Kapal Perang Republik Indonesia, KRI I Gusti Ngurah Rai-332, tengah menarik perhatian publik saat melintasi perairan sejumlah negara dalam perjalanan pulang dari Vladivostok, Rusia. Menanggapi berbagai spekulasi, Kepala Dinas Penerangan TNI Angkatan Laut (Kadispenal), Laksamana Pertama Tunggul, memberikan penjelasan resmi mengenai misi yang diemban oleh kapal perang kebanggaan Indonesia tersebut.
Tunggul menegaskan bahwa kehadiran KRI I Gusti Ngurah Rai-332 di wilayah laut negara lain bukanlah untuk melakukan latihan tempur atau unjuk kekuatan militer. Pelayaran ini dilakukan usai kapal perang tersebut sukses merampungkan latihan militer bersama bertajuk ‘EXERCISE ORRUDA’ di Rusia.
Sebagai gantinya, TNI Angkatan Laut menerapkan prosedur yang dikenal dengan istilah Passing Exercise (Passex). Kegiatan ini merupakan tradisi universal yang lazim dilakukan oleh angkatan laut di seluruh dunia ketika kapal perang melintasi wilayah perairan negara sahabat.
“Passex merupakan bentuk interaksi untuk membangun komunikasi, kepercayaan, hubungan baik, serta semangat persahabatan antar-angkatan laut. Langkah ini sekaligus menjadi bagian penting dalam mendukung diplomasi maritim Indonesia,” jelas Tunggul dalam keterangan resminya.
Lebih lanjut, Kadispenal menjelaskan bahwa implementasi Passex ini sangat sejalan dengan pilar politik luar negeri Indonesia yang bebas dan aktif. Melalui diplomasi maritim ini, Indonesia membuka ruang kerja sama yang dinamis, komunikatif, dan seimbang dengan berbagai negara tanpa harus berpihak pada salah satu poros kekuatan geopolitik dunia.

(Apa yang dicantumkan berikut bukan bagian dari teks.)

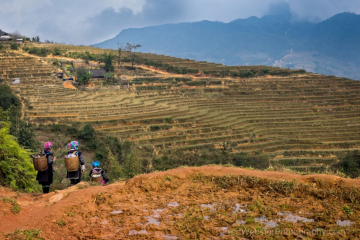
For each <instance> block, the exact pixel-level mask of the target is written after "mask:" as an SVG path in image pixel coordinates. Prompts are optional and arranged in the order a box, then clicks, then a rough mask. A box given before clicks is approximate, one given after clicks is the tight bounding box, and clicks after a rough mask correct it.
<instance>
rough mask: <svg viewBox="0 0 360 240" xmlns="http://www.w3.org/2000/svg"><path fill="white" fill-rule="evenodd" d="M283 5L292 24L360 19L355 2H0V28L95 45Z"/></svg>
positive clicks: (246, 17)
mask: <svg viewBox="0 0 360 240" xmlns="http://www.w3.org/2000/svg"><path fill="white" fill-rule="evenodd" d="M284 4H288V5H289V7H290V11H291V13H292V15H293V17H294V19H298V20H308V21H312V22H318V21H321V20H325V19H327V18H329V17H331V16H333V15H335V14H337V13H341V12H353V13H357V14H360V0H0V29H2V30H3V31H6V32H10V33H11V32H14V31H16V30H17V31H19V32H20V33H21V34H23V35H26V36H29V37H33V36H36V35H39V36H40V39H41V40H53V41H55V42H64V43H68V44H70V43H72V44H84V45H88V44H94V43H98V42H101V41H104V40H107V39H109V38H112V37H114V36H115V35H117V34H118V33H120V31H121V30H122V29H126V28H131V27H145V26H153V25H160V24H165V23H178V22H195V21H201V20H211V21H216V20H217V21H222V22H230V21H232V20H235V19H238V18H247V17H250V16H257V17H262V16H264V15H266V14H269V12H273V11H274V10H276V9H278V8H277V7H276V6H278V5H280V6H281V5H284Z"/></svg>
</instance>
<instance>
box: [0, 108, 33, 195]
mask: <svg viewBox="0 0 360 240" xmlns="http://www.w3.org/2000/svg"><path fill="white" fill-rule="evenodd" d="M8 115H9V112H4V111H3V110H2V109H1V108H0V143H1V144H0V185H2V186H8V187H11V188H13V189H15V190H25V191H29V192H33V191H36V190H38V188H39V187H38V184H37V182H36V181H35V177H36V172H35V170H34V167H33V166H32V164H31V158H30V152H29V151H28V150H25V149H23V148H22V147H20V145H19V144H18V142H17V141H16V138H15V137H14V136H12V135H10V134H9V132H10V123H9V122H8V121H7V120H6V118H8V117H6V116H8Z"/></svg>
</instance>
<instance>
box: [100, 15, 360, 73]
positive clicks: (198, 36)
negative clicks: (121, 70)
mask: <svg viewBox="0 0 360 240" xmlns="http://www.w3.org/2000/svg"><path fill="white" fill-rule="evenodd" d="M118 42H120V43H127V42H129V43H136V44H141V45H142V48H141V49H140V51H141V52H151V53H156V54H165V55H171V56H176V57H182V58H190V59H195V60H203V61H211V62H218V63H223V64H226V65H269V66H280V67H290V68H305V69H306V70H307V71H312V72H319V73H322V74H328V75H336V76H343V77H348V78H353V79H358V80H359V79H360V44H359V43H360V15H356V14H352V13H341V14H338V15H335V16H333V17H331V18H329V19H327V20H325V21H323V22H320V23H318V24H312V23H309V22H299V21H294V20H293V19H292V16H291V14H290V13H285V14H280V15H268V16H264V17H262V18H257V17H250V18H247V19H237V20H235V21H232V22H230V23H222V22H211V21H201V22H195V23H179V24H165V25H161V26H154V27H146V28H138V29H126V30H123V31H121V33H120V34H118V35H117V36H116V37H114V38H112V39H109V40H107V41H104V42H102V43H98V44H95V45H94V46H96V47H101V48H113V49H116V48H117V43H118Z"/></svg>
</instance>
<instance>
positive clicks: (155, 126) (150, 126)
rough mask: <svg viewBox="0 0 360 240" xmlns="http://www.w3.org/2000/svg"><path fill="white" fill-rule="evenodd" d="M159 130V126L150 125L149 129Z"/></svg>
mask: <svg viewBox="0 0 360 240" xmlns="http://www.w3.org/2000/svg"><path fill="white" fill-rule="evenodd" d="M158 130H160V127H159V126H157V125H155V126H150V131H158Z"/></svg>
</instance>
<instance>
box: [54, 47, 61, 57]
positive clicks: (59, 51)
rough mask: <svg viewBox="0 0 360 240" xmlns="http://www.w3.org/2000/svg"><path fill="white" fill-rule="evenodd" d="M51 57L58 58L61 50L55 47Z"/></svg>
mask: <svg viewBox="0 0 360 240" xmlns="http://www.w3.org/2000/svg"><path fill="white" fill-rule="evenodd" d="M53 55H54V56H59V55H61V50H60V48H58V47H55V48H54V51H53Z"/></svg>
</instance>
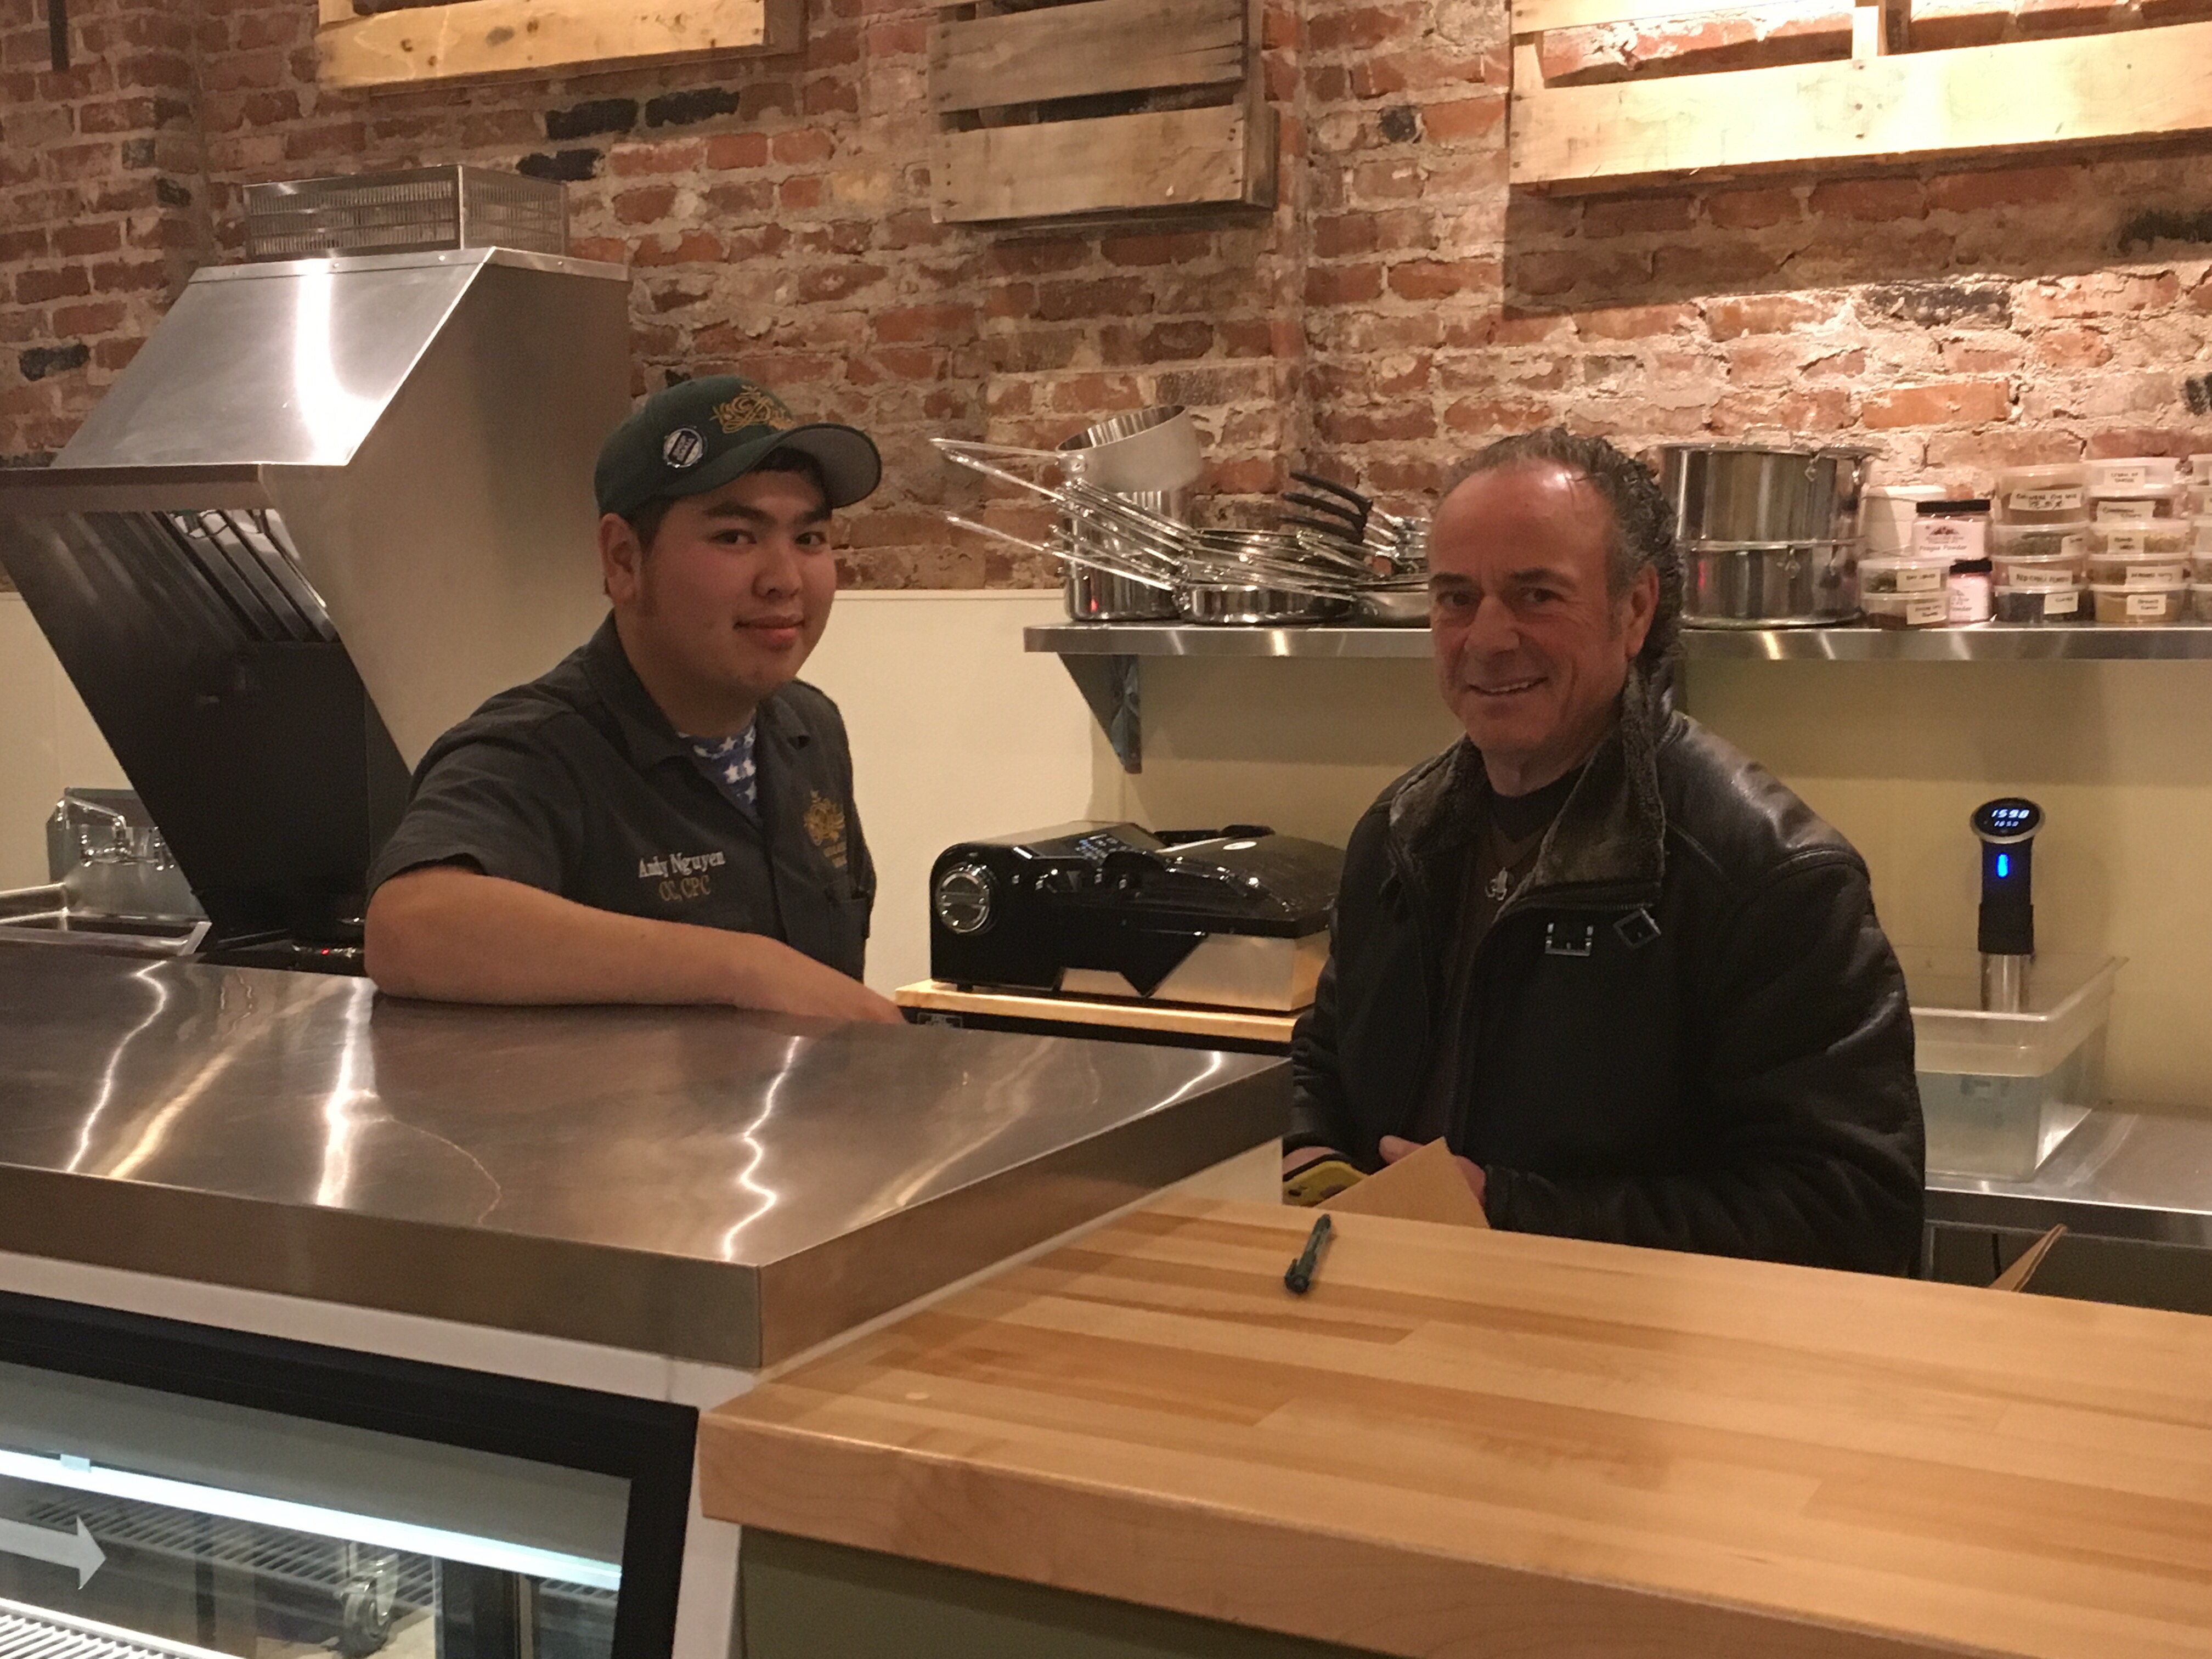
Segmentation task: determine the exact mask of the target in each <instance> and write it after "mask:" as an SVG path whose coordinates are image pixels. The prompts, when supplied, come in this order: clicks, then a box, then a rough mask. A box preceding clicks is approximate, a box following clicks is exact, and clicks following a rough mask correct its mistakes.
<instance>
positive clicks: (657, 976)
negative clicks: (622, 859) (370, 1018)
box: [367, 867, 790, 1006]
mask: <svg viewBox="0 0 2212 1659" xmlns="http://www.w3.org/2000/svg"><path fill="white" fill-rule="evenodd" d="M776 953H790V951H787V947H783V945H779V942H776V940H768V938H757V936H752V933H728V931H723V929H712V927H692V925H688V922H657V920H650V918H644V916H619V914H615V911H604V909H593V907H591V905H577V902H573V900H568V898H562V896H557V894H546V891H540V889H538V887H526V885H522V883H513V880H502V878H498V876H480V874H476V872H471V869H456V867H434V869H411V872H407V874H405V876H394V878H392V880H387V883H385V885H383V887H380V889H378V891H376V898H374V900H372V902H369V918H367V969H369V978H372V980H376V984H378V987H383V989H385V991H392V993H394V995H409V998H434V1000H442V1002H721V1004H737V1006H768V1004H772V1002H774V995H772V993H770V991H772V987H770V984H768V980H770V978H772V971H774V960H772V958H774V956H776Z"/></svg>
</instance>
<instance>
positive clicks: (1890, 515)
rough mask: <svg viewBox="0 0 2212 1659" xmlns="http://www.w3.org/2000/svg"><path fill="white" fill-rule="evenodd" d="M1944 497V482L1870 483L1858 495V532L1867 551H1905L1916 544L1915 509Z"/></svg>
mask: <svg viewBox="0 0 2212 1659" xmlns="http://www.w3.org/2000/svg"><path fill="white" fill-rule="evenodd" d="M1942 498H1944V487H1942V484H1869V487H1867V491H1865V493H1863V495H1860V498H1858V533H1860V535H1863V538H1865V540H1867V553H1905V551H1907V549H1909V546H1911V544H1913V511H1916V509H1918V507H1920V502H1940V500H1942Z"/></svg>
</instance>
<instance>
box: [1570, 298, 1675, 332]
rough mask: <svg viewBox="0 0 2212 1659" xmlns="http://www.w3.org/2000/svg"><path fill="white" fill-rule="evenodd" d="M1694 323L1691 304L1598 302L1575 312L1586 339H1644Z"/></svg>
mask: <svg viewBox="0 0 2212 1659" xmlns="http://www.w3.org/2000/svg"><path fill="white" fill-rule="evenodd" d="M1692 323H1697V307H1694V305H1599V307H1597V310H1588V312H1579V314H1577V316H1575V332H1577V334H1582V338H1586V341H1646V338H1652V336H1657V334H1672V332H1674V330H1683V327H1690V325H1692Z"/></svg>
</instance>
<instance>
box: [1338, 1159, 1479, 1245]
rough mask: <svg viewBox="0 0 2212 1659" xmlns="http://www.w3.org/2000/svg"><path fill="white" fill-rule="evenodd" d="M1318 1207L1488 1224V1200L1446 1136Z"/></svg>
mask: <svg viewBox="0 0 2212 1659" xmlns="http://www.w3.org/2000/svg"><path fill="white" fill-rule="evenodd" d="M1314 1208H1316V1210H1334V1212H1336V1214H1391V1217H1398V1219H1400V1221H1442V1223H1447V1225H1453V1228H1486V1225H1491V1221H1489V1217H1486V1214H1482V1201H1480V1199H1475V1194H1473V1192H1471V1190H1469V1188H1467V1177H1464V1175H1460V1166H1458V1164H1455V1161H1453V1157H1451V1148H1447V1146H1444V1144H1442V1141H1429V1144H1427V1146H1425V1148H1420V1150H1418V1152H1407V1155H1405V1157H1402V1159H1398V1161H1396V1164H1385V1166H1383V1168H1380V1170H1378V1172H1376V1175H1369V1177H1367V1179H1365V1181H1354V1183H1352V1186H1347V1188H1345V1190H1343V1192H1338V1194H1336V1197H1334V1199H1323V1201H1321V1203H1318V1206H1314Z"/></svg>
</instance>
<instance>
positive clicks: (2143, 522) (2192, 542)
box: [2088, 518, 2197, 560]
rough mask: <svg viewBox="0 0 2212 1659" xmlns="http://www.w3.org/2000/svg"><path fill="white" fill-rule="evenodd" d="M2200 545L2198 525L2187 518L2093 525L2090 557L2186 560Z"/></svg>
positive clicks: (2130, 559) (2089, 538)
mask: <svg viewBox="0 0 2212 1659" xmlns="http://www.w3.org/2000/svg"><path fill="white" fill-rule="evenodd" d="M2194 542H2197V524H2194V522H2190V520H2185V518H2146V520H2135V522H2124V524H2090V526H2088V555H2090V557H2093V560H2095V557H2101V555H2106V553H2110V555H2112V557H2124V560H2141V557H2166V560H2185V557H2188V555H2190V549H2192V546H2194Z"/></svg>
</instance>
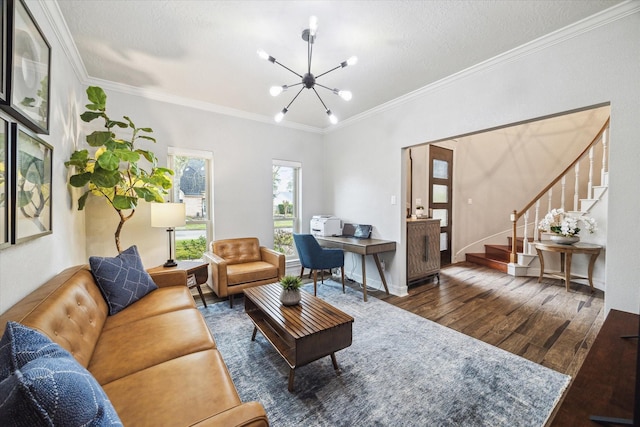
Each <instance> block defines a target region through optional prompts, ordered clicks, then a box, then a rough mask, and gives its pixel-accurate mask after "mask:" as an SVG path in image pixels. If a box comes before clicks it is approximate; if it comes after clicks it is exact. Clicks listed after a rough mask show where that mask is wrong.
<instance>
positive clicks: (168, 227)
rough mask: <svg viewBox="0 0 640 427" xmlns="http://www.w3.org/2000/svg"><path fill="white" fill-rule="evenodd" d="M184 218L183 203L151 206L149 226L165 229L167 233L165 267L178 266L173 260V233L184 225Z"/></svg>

Aktivitas ini dikategorikan sebagai goodwill engagement yang mempererat naval brotherhood di kancah internasional. Perjalanan pulang KRI I Gusti Ngurah Rai-332 dari Vladivostok akan melintasi rute strategis di Asia Timur dan Asia Tenggara, meliputi kawasan perairan Jepang, Korea Selatan, China, hingga Filipina atau Vietnam, sebelum akhirnya bersandar kembali di tanah air.